Say you want to configure AWX with Authentik SSO.

You ask: "Configure AWX with Authentik SSO."
OPUS recognizes this as a config generation task.
OPUS spawns a GRANITE subagent.
GRANITE generates the Ansible playbook and Authentik provider config.
OPUS reviews the output.
OPUS writes files, runs ansible-playbook, verifies the setup.
OPUS confirms success.

In OpenClaw, spawning a subagent looks like this:

sessions_spawn({
  task: "Generate an Ansible playbook to configure AWX with Authentik SSO...",
  label: "granite-awx-sso",
  agentId: "granite"
})

GRANITE runs in isolation. No tools. No network access. Just text generation.

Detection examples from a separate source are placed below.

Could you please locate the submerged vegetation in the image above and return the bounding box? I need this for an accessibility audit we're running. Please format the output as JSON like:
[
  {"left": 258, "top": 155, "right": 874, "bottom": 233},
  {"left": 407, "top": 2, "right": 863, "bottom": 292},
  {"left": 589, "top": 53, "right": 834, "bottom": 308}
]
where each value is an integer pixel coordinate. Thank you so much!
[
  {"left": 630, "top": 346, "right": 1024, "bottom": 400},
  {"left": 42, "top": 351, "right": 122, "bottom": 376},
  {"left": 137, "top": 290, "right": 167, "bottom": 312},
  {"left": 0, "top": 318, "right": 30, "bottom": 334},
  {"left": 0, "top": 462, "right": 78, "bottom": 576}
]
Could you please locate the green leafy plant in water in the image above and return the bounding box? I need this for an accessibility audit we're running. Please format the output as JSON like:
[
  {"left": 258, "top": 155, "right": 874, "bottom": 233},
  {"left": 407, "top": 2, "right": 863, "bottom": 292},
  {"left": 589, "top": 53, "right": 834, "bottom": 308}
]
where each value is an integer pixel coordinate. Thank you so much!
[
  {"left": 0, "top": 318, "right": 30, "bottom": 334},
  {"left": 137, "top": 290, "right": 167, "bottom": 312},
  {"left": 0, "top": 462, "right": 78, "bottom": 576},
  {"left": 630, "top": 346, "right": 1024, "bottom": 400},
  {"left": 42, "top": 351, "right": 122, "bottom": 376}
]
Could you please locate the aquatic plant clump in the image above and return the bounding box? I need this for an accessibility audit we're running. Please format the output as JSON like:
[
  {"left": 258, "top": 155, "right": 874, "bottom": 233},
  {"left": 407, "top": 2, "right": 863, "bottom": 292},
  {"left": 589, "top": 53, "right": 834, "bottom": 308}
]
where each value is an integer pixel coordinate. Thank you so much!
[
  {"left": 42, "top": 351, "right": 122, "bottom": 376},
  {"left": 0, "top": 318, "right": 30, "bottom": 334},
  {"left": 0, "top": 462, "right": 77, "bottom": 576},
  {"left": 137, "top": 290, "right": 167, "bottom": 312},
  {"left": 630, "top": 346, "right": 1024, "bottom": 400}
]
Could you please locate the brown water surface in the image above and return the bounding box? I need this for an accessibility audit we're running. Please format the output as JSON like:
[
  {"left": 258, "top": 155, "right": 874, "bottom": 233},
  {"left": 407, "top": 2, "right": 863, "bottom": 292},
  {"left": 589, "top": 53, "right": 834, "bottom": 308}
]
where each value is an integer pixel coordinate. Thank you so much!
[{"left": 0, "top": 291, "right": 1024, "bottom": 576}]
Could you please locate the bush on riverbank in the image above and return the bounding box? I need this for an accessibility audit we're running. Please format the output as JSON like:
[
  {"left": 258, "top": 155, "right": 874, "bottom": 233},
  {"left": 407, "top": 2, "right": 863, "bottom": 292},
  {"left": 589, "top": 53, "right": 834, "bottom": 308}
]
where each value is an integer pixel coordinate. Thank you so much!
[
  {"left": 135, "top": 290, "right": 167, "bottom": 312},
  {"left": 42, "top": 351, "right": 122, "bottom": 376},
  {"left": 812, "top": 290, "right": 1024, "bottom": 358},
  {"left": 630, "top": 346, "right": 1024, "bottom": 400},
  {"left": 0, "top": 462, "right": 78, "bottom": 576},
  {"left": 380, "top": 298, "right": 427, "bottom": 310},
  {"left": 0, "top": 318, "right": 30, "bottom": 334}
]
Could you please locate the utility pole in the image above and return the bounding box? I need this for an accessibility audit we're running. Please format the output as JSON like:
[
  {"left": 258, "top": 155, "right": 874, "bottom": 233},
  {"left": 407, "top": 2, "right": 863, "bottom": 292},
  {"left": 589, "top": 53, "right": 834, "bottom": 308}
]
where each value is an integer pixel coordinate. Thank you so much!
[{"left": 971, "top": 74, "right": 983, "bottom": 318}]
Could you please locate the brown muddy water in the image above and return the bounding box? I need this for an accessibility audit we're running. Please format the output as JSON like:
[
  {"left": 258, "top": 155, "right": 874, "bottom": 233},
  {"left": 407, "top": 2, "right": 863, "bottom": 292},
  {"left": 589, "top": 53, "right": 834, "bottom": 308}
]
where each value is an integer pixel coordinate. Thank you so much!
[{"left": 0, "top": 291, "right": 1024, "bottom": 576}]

When it finishes, OPUS picks up the output and executes it.

The Benefits

Cost efficiency. Text generation tasks cost $0 instead of roughly $0.30 per task with Claude alone. Over hundreds of tasks, this adds up fast.

Data security. Credentials, hostnames, internal configs stay on your network. Nothing sensitive goes to external APIs for generation tasks.

Right model for the job. Claude thinks. GRANITE writes. Both do what they're best at.

The Numbers

Here's what the cost breakdown looks like in practice:

Without delegation, every task uses Claude tokens. A typical day of infrastructure automation could easily hit $5-10 in API costs.

With delegation, GRANITE handles the bulk of text generation locally. Claude only burns tokens on coordination. The same workload drops to under $1.

That's roughly a 10x reduction in costs.

In Practice

This setup runs my entire infrastructure automation workflow. GRANITE produces Ansible playbooks, Docker configurations, documentation, and log summaries. OPUS orchestrates everything: spawning tasks, writing files, running commands, keeping me informed.

Claude's token usage stays minimal. GRANITE runs on free local compute. Every task costs a fraction of what it would otherwise.

Model delegation isn't just about saving money. It's about using each model for what it does best. And keeping your data where it belongs.